**Checking for mount points in Databricks**

In [0]:
dbutils.fs.mounts()

[MountInfo(mountPoint='/databricks-datasets', source='databricks-datasets', encryptionType=''),
 MountInfo(mountPoint='/Volumes', source='UnityCatalogVolumes', encryptionType=''),
 MountInfo(mountPoint='/mnt/adls', source='wasbs://filestore@hbgdevstorage.blob.core.windows.net/', encryptionType=''),
 MountInfo(mountPoint='/databricks/mlflow-tracking', source='databricks/mlflow-tracking', encryptionType=''),
 MountInfo(mountPoint='/databricks-results', source='databricks-results', encryptionType=''),
 MountInfo(mountPoint='/databricks/mlflow-registry', source='databricks/mlflow-registry', encryptionType=''),
 MountInfo(mountPoint='/Volume', source='DbfsReserved', encryptionType=''),
 MountInfo(mountPoint='/volumes', source='DbfsReserved', encryptionType=''),
 MountInfo(mountPoint='/', source='DatabricksRoot', encryptionType=''),
 MountInfo(mountPoint='/volume', source='DbfsReserved', encryptionType='')]

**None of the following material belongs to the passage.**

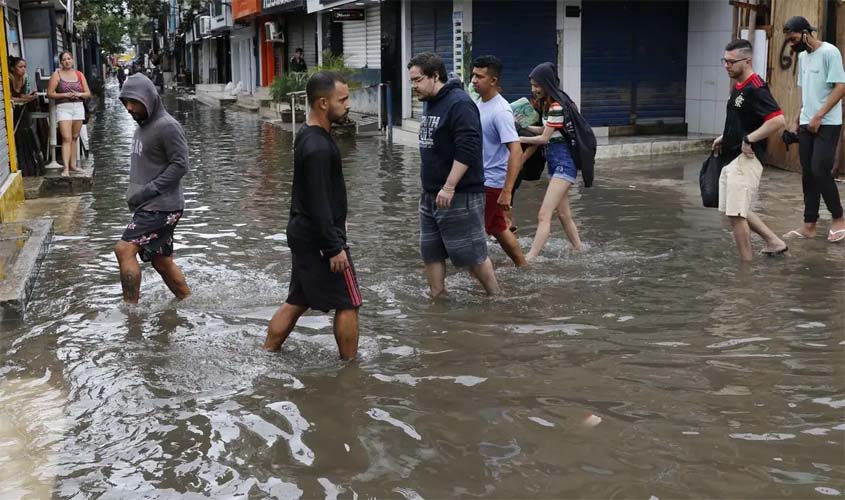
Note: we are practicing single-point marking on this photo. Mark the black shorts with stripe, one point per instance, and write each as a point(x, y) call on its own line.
point(314, 285)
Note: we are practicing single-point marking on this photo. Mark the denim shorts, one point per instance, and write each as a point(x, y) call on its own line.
point(561, 164)
point(456, 232)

**Mounting an External Azure storage to keep the Flight data** 

This will fail if we run the second time as the mount will be created in the first run.

In [0]:
dbutils.fs.mount(
    source="wasbs://filestore@hbgdevstorage.blob.core.windows.net/",
    mount_point="/mnt/adls",
    extra_configs={"fs.azure.account.key.hbgdevstorage.blob.core.windows.net":"27z744YtQ/nekQxE4FyjgLSuIxkFVBY/OIaFTr0CvfecJResP4FCXcF+4GRX+/O3KRMCF56j4dqm+ASt6sCfjg=="}
)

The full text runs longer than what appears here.